Zu den Rückkehrern zählt beispielsweise die Kegelrobbe , die bis zu 300 Kilo schwer werden kann und Deutschlands größtes Raubtier ist. Dem „hakennasigen Schwein des Meeres“, so die Übersetzung seines wissenschaftlichen Namens, war sein unersättlicher Appetit auf Fische beinahe zum Verhängnis geworden.
Klimawandel gefährdet das Wattenmeer
Bei aller Freude über das Erreichte: Mensch und Klima setzen dem Welterbe gleichermaßen zu. Meere sind grenzenlos, und die Umweltprobleme der Nordsee machen auch vor den Nationalparks nicht halt. Mehr als 20 000 Tonnen Müll landen laut WWF jedes Jahr in der Nordsee, 75 Prozent davon sind aus Plastik.
Risiken durch Ölförderung
Hinzu kommen die Risiken durch die Ölförderung: Knapp 450 Öl- und Erdgasplattformen gibt es in der Nordsee. „ Mittelplate “, mit etwa 100 Millionen Tonnen das einzige nennenswerte Ölfeld Deutschlands, liegt mitten im schleswig-holsteinischen Nationalpark, in Sichtweite der Vogelinsel Trischen.
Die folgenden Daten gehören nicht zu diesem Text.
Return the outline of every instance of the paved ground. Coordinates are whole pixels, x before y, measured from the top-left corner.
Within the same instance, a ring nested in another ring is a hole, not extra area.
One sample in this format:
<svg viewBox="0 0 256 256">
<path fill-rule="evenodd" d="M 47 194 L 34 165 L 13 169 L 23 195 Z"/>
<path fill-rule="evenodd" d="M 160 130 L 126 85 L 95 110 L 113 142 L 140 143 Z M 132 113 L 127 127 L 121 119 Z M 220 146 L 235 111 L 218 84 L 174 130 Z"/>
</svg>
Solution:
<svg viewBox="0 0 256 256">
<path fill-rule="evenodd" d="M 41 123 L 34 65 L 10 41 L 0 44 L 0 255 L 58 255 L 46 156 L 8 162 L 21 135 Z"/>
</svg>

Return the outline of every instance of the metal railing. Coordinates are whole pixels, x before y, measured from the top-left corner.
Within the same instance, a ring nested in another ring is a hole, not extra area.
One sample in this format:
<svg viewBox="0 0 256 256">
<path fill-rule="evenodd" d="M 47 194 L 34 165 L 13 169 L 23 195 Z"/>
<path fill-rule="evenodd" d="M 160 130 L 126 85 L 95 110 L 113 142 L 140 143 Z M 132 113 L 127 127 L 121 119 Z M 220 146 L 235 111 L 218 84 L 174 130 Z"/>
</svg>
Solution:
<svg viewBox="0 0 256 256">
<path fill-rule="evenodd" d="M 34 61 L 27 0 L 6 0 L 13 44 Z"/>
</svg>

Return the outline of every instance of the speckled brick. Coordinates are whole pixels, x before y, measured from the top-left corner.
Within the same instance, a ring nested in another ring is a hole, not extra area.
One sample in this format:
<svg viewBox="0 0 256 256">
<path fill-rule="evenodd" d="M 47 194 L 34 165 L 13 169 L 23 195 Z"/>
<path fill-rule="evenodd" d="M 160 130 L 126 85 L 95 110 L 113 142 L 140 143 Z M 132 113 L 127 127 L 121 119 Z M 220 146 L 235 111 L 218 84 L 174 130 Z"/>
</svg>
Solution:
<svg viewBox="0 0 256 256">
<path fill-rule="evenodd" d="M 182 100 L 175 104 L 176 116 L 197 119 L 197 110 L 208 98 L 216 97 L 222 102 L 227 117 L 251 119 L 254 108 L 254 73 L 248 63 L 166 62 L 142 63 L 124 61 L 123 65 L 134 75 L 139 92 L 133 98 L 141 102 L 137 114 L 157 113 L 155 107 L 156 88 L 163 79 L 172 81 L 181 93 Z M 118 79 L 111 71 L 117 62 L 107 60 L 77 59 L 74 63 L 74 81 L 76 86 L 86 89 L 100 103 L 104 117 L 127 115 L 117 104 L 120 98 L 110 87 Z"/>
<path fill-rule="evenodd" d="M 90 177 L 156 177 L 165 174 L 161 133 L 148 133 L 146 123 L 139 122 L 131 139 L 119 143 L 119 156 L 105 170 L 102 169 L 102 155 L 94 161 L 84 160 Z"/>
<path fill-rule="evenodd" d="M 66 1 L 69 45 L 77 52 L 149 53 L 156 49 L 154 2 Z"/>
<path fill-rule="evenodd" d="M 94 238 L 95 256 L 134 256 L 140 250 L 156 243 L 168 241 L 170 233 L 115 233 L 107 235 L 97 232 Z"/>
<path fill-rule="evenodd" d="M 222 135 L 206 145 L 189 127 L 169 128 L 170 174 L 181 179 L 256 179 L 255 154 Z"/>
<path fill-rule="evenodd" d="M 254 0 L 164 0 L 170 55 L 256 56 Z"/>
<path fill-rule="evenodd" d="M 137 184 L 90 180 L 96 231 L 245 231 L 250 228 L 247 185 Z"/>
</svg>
Eine Katastrophe wie der Untergang der Ölplattform „Deepwater Horizon“ im Golf von Mexiko wäre „das Horrorszenario für die Tier- und Pflanzenwelt des Wattenmeeres“, so Kim Cornelius Detloff vom Nabu.
Das Weltnaturerbe droht zu ertrinken
So herrlich die Sonnenuntergänge auf Norderney sind, so meditativ die schmatzenden Geräusche beim Wattspaziergang wirken: Das unvergleichliche Naturerbe ist auch ein Spiegel für den Kampf des Menschen gegen das Meer. Seit Hunderten Jahren schützen sich Anwohner mit Deichen und Warften vor den Fluten. Symbol dafür ist in den Niederlanden der 32 Kilometer lange Abschlussdeich, der seit knapp 90 Jahren die Nordsee von ihrem südlichsten Teil, der Zuiderzee, abschließt.
Doch der Meeresspiegel steigt und steigt, wegen des menschengemachten Klimawandels. Bis Ende dieses Jahrhunderts – so die Befürchtungen der Wissenschaft – könnten drei Viertel des Wattenmeeres unter Wasser stehen. Die Naturlandschaft mit ihrem unglaublichen Artenreichtum droht zu ertrinken.